Tyranitar
Tyranitar

Reputation: 37

Error when checking input: expected input_1 to have 4 dimensions, but got array with shape (224, 224, 3)

I am trying to train a CNN using my own data for a binary classification problem. But I got a problem with the expected size as input which I thought is (224,224,3).
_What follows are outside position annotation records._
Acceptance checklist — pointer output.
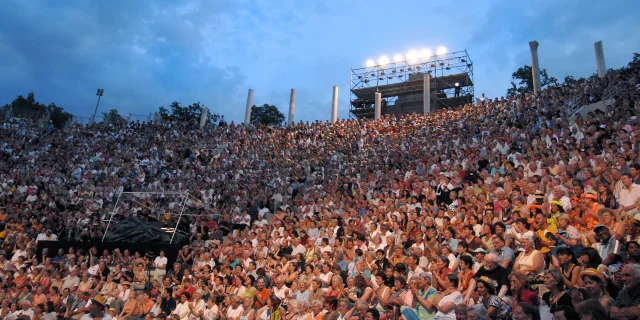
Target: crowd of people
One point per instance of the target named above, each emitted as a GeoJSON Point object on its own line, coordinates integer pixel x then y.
{"type": "Point", "coordinates": [512, 208]}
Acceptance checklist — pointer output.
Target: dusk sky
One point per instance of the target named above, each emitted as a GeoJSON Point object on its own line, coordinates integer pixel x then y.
{"type": "Point", "coordinates": [146, 54]}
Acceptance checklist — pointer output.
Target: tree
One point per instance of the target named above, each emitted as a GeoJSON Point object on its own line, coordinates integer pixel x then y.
{"type": "Point", "coordinates": [635, 63]}
{"type": "Point", "coordinates": [58, 116]}
{"type": "Point", "coordinates": [523, 81]}
{"type": "Point", "coordinates": [266, 115]}
{"type": "Point", "coordinates": [189, 114]}
{"type": "Point", "coordinates": [29, 108]}
{"type": "Point", "coordinates": [113, 117]}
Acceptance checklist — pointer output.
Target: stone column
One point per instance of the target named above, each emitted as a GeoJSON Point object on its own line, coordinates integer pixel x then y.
{"type": "Point", "coordinates": [535, 66]}
{"type": "Point", "coordinates": [378, 105]}
{"type": "Point", "coordinates": [426, 94]}
{"type": "Point", "coordinates": [247, 113]}
{"type": "Point", "coordinates": [602, 69]}
{"type": "Point", "coordinates": [204, 114]}
{"type": "Point", "coordinates": [334, 105]}
{"type": "Point", "coordinates": [292, 106]}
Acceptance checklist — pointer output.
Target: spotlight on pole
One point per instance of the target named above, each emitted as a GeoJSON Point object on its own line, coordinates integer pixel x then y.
{"type": "Point", "coordinates": [412, 55]}
{"type": "Point", "coordinates": [383, 61]}
{"type": "Point", "coordinates": [425, 53]}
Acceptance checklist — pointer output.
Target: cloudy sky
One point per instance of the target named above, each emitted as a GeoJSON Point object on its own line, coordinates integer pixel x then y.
{"type": "Point", "coordinates": [149, 53]}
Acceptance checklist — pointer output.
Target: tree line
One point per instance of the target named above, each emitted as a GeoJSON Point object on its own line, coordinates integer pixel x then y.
{"type": "Point", "coordinates": [269, 115]}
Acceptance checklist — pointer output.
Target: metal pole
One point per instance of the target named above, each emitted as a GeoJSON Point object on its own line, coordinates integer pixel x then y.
{"type": "Point", "coordinates": [378, 105]}
{"type": "Point", "coordinates": [602, 69]}
{"type": "Point", "coordinates": [292, 106]}
{"type": "Point", "coordinates": [93, 118]}
{"type": "Point", "coordinates": [184, 204]}
{"type": "Point", "coordinates": [334, 105]}
{"type": "Point", "coordinates": [535, 66]}
{"type": "Point", "coordinates": [111, 218]}
{"type": "Point", "coordinates": [247, 113]}
{"type": "Point", "coordinates": [426, 94]}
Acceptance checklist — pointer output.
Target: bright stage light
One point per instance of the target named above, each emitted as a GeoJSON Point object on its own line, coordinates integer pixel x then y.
{"type": "Point", "coordinates": [412, 55]}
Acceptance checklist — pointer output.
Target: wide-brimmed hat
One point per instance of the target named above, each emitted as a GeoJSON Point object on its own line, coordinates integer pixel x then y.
{"type": "Point", "coordinates": [592, 273]}
{"type": "Point", "coordinates": [488, 282]}
{"type": "Point", "coordinates": [99, 299]}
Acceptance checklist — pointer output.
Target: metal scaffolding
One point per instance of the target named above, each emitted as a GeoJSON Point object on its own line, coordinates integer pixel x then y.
{"type": "Point", "coordinates": [401, 84]}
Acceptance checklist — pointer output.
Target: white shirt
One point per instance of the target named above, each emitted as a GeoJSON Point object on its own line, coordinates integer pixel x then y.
{"type": "Point", "coordinates": [298, 249]}
{"type": "Point", "coordinates": [232, 314]}
{"type": "Point", "coordinates": [89, 317]}
{"type": "Point", "coordinates": [44, 237]}
{"type": "Point", "coordinates": [456, 298]}
{"type": "Point", "coordinates": [628, 197]}
{"type": "Point", "coordinates": [182, 310]}
{"type": "Point", "coordinates": [160, 261]}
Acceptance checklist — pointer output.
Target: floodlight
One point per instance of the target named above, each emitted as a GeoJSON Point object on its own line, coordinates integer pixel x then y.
{"type": "Point", "coordinates": [412, 55]}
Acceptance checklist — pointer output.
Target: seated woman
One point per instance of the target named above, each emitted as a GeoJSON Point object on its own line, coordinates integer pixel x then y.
{"type": "Point", "coordinates": [557, 296]}
{"type": "Point", "coordinates": [595, 288]}
{"type": "Point", "coordinates": [486, 294]}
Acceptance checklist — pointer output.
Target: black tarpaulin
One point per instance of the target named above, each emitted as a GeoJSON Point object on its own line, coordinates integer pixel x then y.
{"type": "Point", "coordinates": [134, 230]}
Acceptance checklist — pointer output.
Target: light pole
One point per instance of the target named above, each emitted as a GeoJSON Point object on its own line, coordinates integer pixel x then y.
{"type": "Point", "coordinates": [99, 93]}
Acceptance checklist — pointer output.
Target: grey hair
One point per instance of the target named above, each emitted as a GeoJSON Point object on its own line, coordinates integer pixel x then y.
{"type": "Point", "coordinates": [479, 311]}
{"type": "Point", "coordinates": [635, 268]}
{"type": "Point", "coordinates": [491, 256]}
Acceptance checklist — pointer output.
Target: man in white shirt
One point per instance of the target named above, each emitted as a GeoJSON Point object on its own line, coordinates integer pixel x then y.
{"type": "Point", "coordinates": [628, 196]}
{"type": "Point", "coordinates": [297, 247]}
{"type": "Point", "coordinates": [46, 235]}
{"type": "Point", "coordinates": [558, 194]}
{"type": "Point", "coordinates": [71, 280]}
{"type": "Point", "coordinates": [159, 267]}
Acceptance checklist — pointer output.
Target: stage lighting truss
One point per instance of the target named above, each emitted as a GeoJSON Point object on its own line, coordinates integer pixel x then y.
{"type": "Point", "coordinates": [395, 77]}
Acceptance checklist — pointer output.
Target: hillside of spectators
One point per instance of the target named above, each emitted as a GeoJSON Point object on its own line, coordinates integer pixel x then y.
{"type": "Point", "coordinates": [497, 210]}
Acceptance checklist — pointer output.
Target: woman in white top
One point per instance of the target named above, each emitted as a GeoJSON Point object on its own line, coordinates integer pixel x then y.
{"type": "Point", "coordinates": [531, 261]}
{"type": "Point", "coordinates": [447, 301]}
{"type": "Point", "coordinates": [211, 312]}
{"type": "Point", "coordinates": [182, 309]}
{"type": "Point", "coordinates": [235, 310]}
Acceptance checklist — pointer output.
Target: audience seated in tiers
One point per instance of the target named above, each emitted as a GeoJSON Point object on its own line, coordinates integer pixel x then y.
{"type": "Point", "coordinates": [509, 208]}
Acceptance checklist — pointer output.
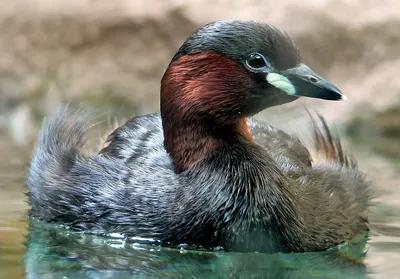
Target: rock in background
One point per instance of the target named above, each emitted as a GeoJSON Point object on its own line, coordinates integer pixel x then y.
{"type": "Point", "coordinates": [113, 53]}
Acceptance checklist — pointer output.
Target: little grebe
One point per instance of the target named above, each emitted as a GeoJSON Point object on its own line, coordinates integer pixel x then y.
{"type": "Point", "coordinates": [202, 173]}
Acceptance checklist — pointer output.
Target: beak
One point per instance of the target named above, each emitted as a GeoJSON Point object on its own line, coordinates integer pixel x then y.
{"type": "Point", "coordinates": [303, 82]}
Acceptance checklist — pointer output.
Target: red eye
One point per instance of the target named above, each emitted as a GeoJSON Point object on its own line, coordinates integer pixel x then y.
{"type": "Point", "coordinates": [256, 60]}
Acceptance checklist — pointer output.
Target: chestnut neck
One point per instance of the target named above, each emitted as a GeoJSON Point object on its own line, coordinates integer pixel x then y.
{"type": "Point", "coordinates": [197, 110]}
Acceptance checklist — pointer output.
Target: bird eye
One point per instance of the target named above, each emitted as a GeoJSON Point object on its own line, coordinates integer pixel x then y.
{"type": "Point", "coordinates": [256, 61]}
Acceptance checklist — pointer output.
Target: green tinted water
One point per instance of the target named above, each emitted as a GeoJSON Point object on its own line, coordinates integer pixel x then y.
{"type": "Point", "coordinates": [37, 250]}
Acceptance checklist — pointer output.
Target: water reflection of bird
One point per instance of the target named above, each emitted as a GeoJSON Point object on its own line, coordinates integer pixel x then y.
{"type": "Point", "coordinates": [201, 172]}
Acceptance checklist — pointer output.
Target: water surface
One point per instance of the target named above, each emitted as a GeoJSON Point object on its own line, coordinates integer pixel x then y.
{"type": "Point", "coordinates": [37, 250]}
I searched for this case and I found some people said that it can be fixed with reshaping the image size from (224,224,3) to (1,224,224,3) but it did not work.

here is my code:

import scipy.io
import tensorflow as tf
import cv2

# Parameters
img_height = 224
img_width = 224
img_depth = 3
classes = 2

# Load Data
db_name = 'polo'
db_path = 'D:/databases/' + db_name + '/'
db_data = scipy.io.loadmat(db_path + 'db_py.mat')
db_size = len(db_data['db']['images'][0][0][0])
faces_path = 'data/' + db_name + '/faces/'
images = []
labels = [0] * db_size
for i in range(0,db_size):
    filename = 'data/' + db_name + '/faces/' + db_data['db']['images'][0][0][0][i][2][0]
    image = cv2.imread(filename)
    image = cv2.resize(image, (img_height, img_width))
    images.append(image)
    labels[i] = db_data['db']['subjects'][0][0][0][i][4][0][0][0][0][0]

inputs = tf.keras.layers.Input(shape=(img_height,img_width,img_depth))
layers = tf.keras.layers.Conv2D(32, (3, 3), padding="same")(inputs)
layers = tf.keras.layers.Activation("relu")(layers)
layers = tf.keras.layers.BatchNormalization(axis=-1)(layers)
layers = tf.keras.layers.Conv2D(32, (3, 3), padding="same")(layers)
layers = tf.keras.layers.Activation("relu")(layers)
layers = tf.keras.layers.BatchNormalization(axis=-1)(layers)
layers = tf.keras.layers.MaxPooling2D(pool_size=(2, 2))(layers)
layers = tf.keras.layers.Dropout(0.25)(layers)
layers = tf.keras.layers.Conv2D(64, (3, 3), padding="same")(layers)
layers = tf.keras.layers.Activation("relu")(layers)
layers = tf.keras.layers.BatchNormalization(axis=-1)(layers)
layers = tf.keras.layers.Conv2D(64, (3, 3), padding="same")(layers)
layers = tf.keras.layers.Activation("relu")(layers)
layers = tf.keras.layers.BatchNormalization(axis=-1)(layers)
layers = tf.keras.layers.MaxPooling2D(pool_size=(2, 2))(layers)
layers = tf.keras.layers.Dropout(0.25)(layers)
layers = tf.keras.layers.Flatten()(layers)
layers = tf.keras.layers.Dense(512)(layers)
layers = tf.keras.layers.Activation("relu")(layers)
layers = tf.keras.layers.BatchNormalization()(layers)
layers = tf.keras.layers.Dropout(0.5)(layers)
layers = tf.keras.layers.Dense(classes)(layers)
layers = tf.keras.layers.Activation("softmax")(layers)

InitialLearnRate = 0.03
MaxEpochs = 30
MiniBatchSize = 32
opt = tf.keras.optimizers.SGD(lr=InitialLearnRate, decay=InitialLearnRate / MaxEpochs)
model = tf.keras.Model(inputs, layers , name="net")
model.compile(loss="categorical_crossentropy", optimizer=opt,
    metrics=["accuracy"])
model.summary()
H = model.fit(images, labels,
    batch_size=MiniBatchSize, epochs=MaxEpochs, verbose=1,steps_per_epoch=10)

Upvotes: 2

Views: 6499

Answers (1)

a-doering
a-doering

Reputation: 1179

If you go to the official documentation and search for the conv2d input shape you'll see:

4D tensor with shape: (batch, channels, rows, cols) if data_format is "channels_first" or 4D tensor with shape: (batch, rows, cols, channels) if data_format is "channels_last"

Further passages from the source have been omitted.